You'll have to elaborate a bit more. Basically, if you're asking this because you were doing something else with the trig functions such as solving equations and found that you didn't quite get all the solutions right etc. then the problem in what you've done lies elsewhere.

e.g. solving for x: sin(x)+1=cos(x)

This equation has solutions x=0,\frac{3\pi}{2},2\pi for 0 \leq x \leq 2\pi

but if you were to divide through by cos(x) to obtain the equation:

tan(x)+sec(x)=1 you've just lost the solutions where cos(x)=0

So for 0 \leq x \leq 2\pi we've lost the solution \frac{3\pi}{2}

There is no problem in the tangent fuction though.

 

[Tac-Tics]

why is there a lack of accuracy in this subsitution?

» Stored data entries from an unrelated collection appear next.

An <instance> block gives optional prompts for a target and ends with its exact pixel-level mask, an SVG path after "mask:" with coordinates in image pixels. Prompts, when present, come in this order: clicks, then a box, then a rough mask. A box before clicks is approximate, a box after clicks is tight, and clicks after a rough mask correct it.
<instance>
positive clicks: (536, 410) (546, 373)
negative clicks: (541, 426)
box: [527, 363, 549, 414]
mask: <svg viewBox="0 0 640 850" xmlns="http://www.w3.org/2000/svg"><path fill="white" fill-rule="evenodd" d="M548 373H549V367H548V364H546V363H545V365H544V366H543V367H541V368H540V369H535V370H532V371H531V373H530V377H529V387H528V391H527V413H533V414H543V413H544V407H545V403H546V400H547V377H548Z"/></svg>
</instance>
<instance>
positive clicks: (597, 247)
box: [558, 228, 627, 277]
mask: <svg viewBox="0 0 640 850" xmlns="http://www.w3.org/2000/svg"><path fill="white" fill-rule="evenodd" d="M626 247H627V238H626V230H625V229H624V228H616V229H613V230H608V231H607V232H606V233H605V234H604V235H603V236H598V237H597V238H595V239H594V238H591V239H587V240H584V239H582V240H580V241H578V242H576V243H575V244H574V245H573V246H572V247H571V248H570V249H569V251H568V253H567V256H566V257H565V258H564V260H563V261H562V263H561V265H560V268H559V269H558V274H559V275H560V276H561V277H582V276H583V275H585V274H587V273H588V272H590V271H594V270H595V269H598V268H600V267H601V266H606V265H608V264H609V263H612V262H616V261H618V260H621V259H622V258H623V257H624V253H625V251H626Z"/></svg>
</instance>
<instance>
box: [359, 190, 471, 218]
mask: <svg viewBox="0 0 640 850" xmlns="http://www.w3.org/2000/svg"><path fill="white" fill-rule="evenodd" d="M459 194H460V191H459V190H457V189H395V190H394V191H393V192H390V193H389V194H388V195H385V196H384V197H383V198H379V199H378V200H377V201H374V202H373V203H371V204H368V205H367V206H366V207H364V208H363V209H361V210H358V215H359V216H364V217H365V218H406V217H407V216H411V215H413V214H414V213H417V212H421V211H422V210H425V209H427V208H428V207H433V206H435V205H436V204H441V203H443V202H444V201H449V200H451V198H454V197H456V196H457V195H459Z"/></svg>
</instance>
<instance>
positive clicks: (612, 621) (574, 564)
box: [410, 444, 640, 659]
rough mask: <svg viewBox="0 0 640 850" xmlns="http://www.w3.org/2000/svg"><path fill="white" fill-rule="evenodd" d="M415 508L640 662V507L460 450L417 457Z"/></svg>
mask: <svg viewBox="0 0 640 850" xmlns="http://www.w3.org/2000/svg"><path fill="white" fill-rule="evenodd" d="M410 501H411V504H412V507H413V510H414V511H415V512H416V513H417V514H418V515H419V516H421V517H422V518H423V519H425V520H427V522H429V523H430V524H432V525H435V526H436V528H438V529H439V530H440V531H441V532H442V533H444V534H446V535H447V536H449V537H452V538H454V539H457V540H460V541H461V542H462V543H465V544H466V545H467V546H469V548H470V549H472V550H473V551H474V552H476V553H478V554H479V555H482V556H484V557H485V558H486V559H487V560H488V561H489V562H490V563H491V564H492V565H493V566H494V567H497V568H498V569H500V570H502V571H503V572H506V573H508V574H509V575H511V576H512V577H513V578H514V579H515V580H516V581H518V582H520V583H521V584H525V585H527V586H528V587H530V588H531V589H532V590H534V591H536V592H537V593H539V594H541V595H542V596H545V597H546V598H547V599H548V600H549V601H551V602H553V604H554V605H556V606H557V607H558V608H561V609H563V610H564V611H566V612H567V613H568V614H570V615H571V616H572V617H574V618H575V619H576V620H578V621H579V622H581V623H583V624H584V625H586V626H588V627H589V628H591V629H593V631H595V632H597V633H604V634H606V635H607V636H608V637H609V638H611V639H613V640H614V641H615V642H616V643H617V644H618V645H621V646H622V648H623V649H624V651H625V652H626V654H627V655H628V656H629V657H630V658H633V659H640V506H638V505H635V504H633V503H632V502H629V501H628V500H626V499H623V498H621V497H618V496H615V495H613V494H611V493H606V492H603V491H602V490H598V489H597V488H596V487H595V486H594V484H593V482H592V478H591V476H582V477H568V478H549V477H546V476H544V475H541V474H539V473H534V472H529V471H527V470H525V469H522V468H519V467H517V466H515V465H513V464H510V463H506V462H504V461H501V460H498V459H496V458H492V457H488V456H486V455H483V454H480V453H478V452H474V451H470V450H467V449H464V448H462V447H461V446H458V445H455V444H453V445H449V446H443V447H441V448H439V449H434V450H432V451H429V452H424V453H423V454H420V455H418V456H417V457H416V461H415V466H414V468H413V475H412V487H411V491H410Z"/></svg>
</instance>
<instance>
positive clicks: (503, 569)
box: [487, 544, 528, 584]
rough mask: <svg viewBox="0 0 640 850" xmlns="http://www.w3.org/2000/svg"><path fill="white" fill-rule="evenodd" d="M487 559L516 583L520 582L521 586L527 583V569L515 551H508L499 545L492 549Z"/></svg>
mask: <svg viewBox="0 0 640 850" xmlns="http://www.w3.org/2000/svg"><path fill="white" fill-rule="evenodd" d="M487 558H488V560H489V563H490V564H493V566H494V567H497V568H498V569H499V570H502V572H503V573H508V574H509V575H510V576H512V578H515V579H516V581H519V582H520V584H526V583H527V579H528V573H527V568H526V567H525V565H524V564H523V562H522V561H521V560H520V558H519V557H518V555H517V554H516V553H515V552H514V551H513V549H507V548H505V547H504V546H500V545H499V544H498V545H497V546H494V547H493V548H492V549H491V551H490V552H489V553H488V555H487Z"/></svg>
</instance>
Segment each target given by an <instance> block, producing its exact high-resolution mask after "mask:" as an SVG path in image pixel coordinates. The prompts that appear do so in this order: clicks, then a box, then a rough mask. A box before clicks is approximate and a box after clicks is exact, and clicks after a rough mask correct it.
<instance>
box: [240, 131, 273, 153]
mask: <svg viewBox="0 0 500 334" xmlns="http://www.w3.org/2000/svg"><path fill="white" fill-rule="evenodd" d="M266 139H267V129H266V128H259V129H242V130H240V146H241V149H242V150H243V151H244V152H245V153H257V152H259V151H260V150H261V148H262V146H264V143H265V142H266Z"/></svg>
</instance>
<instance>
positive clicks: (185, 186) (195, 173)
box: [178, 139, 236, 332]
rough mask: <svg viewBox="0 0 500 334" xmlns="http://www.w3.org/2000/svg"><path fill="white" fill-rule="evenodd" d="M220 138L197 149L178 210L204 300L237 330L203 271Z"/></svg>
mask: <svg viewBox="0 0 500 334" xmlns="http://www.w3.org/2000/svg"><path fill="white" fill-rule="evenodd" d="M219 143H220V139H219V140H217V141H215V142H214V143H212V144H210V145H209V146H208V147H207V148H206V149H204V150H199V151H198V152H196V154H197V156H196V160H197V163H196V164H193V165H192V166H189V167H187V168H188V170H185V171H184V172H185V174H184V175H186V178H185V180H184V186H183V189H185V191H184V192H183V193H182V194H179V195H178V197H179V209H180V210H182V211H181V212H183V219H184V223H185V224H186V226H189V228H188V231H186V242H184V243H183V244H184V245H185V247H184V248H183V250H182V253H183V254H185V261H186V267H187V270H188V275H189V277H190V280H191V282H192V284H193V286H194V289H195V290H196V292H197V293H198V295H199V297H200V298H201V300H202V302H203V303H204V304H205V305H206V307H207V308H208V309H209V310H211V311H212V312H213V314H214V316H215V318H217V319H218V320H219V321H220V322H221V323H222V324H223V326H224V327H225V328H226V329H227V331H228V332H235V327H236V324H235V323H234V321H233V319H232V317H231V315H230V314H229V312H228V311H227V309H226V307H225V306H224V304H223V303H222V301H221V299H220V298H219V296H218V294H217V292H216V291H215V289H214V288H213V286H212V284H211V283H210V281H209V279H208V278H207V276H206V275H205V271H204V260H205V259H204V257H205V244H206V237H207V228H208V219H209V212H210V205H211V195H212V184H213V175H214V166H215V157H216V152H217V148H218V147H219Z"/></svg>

This reminds me of a problem I had back when I was interested in programming games. Given an object at position (x, y) with a velocity (dx, dy), what is the angle the object is moving at with relation to the x-axis?

What you find out is that arc tangent isn't quite what you need. Because tangent is periodic with a period of pi, the arc tangent function won't distinguish between the correct direction and the direction exactly opposite it.

Because of this, most computer languages implement a function called atan2. By taking dx and dy as two separate parameters (as opposed to taking their ration, dy/dx as the parameter), atan2 can distinguish between the two cases and can provide you the correct angle of motion for your object.

 

[Maxwellkid]

This reminds me of a problem I had back when I was interested in programming games. Given an object at position (x, y) with a velocity (dx, dy), what is the angle the object is moving at with relation to the x-axis?

What you find out is that arc tangent isn't quite what you need. Because tangent is periodic with a period of pi, the arc tangent function won't distinguish between the correct direction and the direction exactly opposite it.

Because of this, most computer languages implement a function called atan2. By taking dx and dy as two separate parameters (as opposed to taking their ration, dy/dx as the parameter), atan2 can distinguish between the two cases and can provide you the correct angle of motion for your object.

thank you...